According to the CDC, “Raw or undercooked meat can contain harmful bacteria.” So, it’s recommended to avoid rare steaks or undercooked burgers.

“Harmful bacteria like Salmonella, E. coli, and Listeria can live in uncooked meat and poultry.”

2. Raw Shellfish

Seafood enthusiasts, particularly those fond of raw dishes, need to remain cautious.

“Raw shellfish, including oysters, clams and mussels, can carry a risk of food poisoning,” the CDC warns.

3. Raw or Unwashed Produce

Even fruits and veggies can pose a risk if not properly cleaned or cooked.

“Raw or unwashed produce can contain E. coli or other harmful bacteria,” states the CDC.

4. Unpasteurized Milk and Cheese

When it comes to dairy, the CDC recommends opting for pasteurized products.

“Raw milk and cheese can contain E. coli or other bacteria.”

5. Raw or Lightly Cooked Eggs

Similar to meat, eggs can also harbor dangerous bacteria if not cooked thoroughly.

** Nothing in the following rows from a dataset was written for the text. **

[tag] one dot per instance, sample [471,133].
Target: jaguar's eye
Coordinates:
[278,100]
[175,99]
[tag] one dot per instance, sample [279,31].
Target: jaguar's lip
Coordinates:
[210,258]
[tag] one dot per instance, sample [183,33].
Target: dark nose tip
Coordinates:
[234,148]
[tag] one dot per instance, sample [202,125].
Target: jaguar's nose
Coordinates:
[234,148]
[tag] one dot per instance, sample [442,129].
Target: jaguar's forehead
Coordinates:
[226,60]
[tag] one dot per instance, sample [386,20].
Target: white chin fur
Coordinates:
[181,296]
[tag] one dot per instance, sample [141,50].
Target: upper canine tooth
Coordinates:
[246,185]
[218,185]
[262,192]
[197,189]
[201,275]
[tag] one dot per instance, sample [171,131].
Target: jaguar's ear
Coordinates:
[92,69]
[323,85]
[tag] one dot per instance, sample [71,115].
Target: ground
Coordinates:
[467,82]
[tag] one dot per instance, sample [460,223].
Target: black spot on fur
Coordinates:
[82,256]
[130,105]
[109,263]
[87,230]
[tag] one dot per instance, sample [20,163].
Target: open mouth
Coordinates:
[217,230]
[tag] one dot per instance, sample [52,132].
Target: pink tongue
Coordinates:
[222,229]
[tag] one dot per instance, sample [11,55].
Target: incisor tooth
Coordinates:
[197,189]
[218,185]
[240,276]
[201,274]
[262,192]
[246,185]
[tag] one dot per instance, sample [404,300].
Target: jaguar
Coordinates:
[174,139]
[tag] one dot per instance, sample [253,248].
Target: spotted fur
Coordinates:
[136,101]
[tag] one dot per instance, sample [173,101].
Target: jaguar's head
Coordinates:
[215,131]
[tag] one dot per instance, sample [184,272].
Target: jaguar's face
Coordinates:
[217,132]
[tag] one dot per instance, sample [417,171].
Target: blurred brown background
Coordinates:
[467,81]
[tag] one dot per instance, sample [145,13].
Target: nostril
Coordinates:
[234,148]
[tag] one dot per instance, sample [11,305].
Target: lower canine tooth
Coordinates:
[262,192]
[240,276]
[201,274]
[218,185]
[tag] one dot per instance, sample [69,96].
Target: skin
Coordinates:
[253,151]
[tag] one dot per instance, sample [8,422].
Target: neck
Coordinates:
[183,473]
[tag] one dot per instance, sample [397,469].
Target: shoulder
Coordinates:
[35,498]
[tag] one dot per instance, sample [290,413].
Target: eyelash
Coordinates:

“Raw eggs can contain Salmonella, especially if they’re not pasteurized.”

6. Sprouts

Even healthy foods like sprouts are not without their risks.

“Sprouts can carry E. coli or Salmonella,” according to the CDC.

7. Deli Meats

Deli meats might seem safe, but the CDC says otherwise.

“Deli meats, including hot dogs, can become contaminated after processing with Listeria.”

8. Uncooked Flour

Even flour isn’t safe from potential contamination.

“Flour is typically a raw product and can contain bacteria that cause disease,” the CDC warns.

Embracing your golden years means making conscious choices about what you eat. By avoiding these eight foods that have been identified by the CDC as the most likely to cause food poisoning, you’re taking an important step towards safeguarding your health. Remember, when it comes to food, it is always better to be safe than sorry. Don’t let a potential risk of food poisoning disrupt your lively, healthy, and happy lifestyle.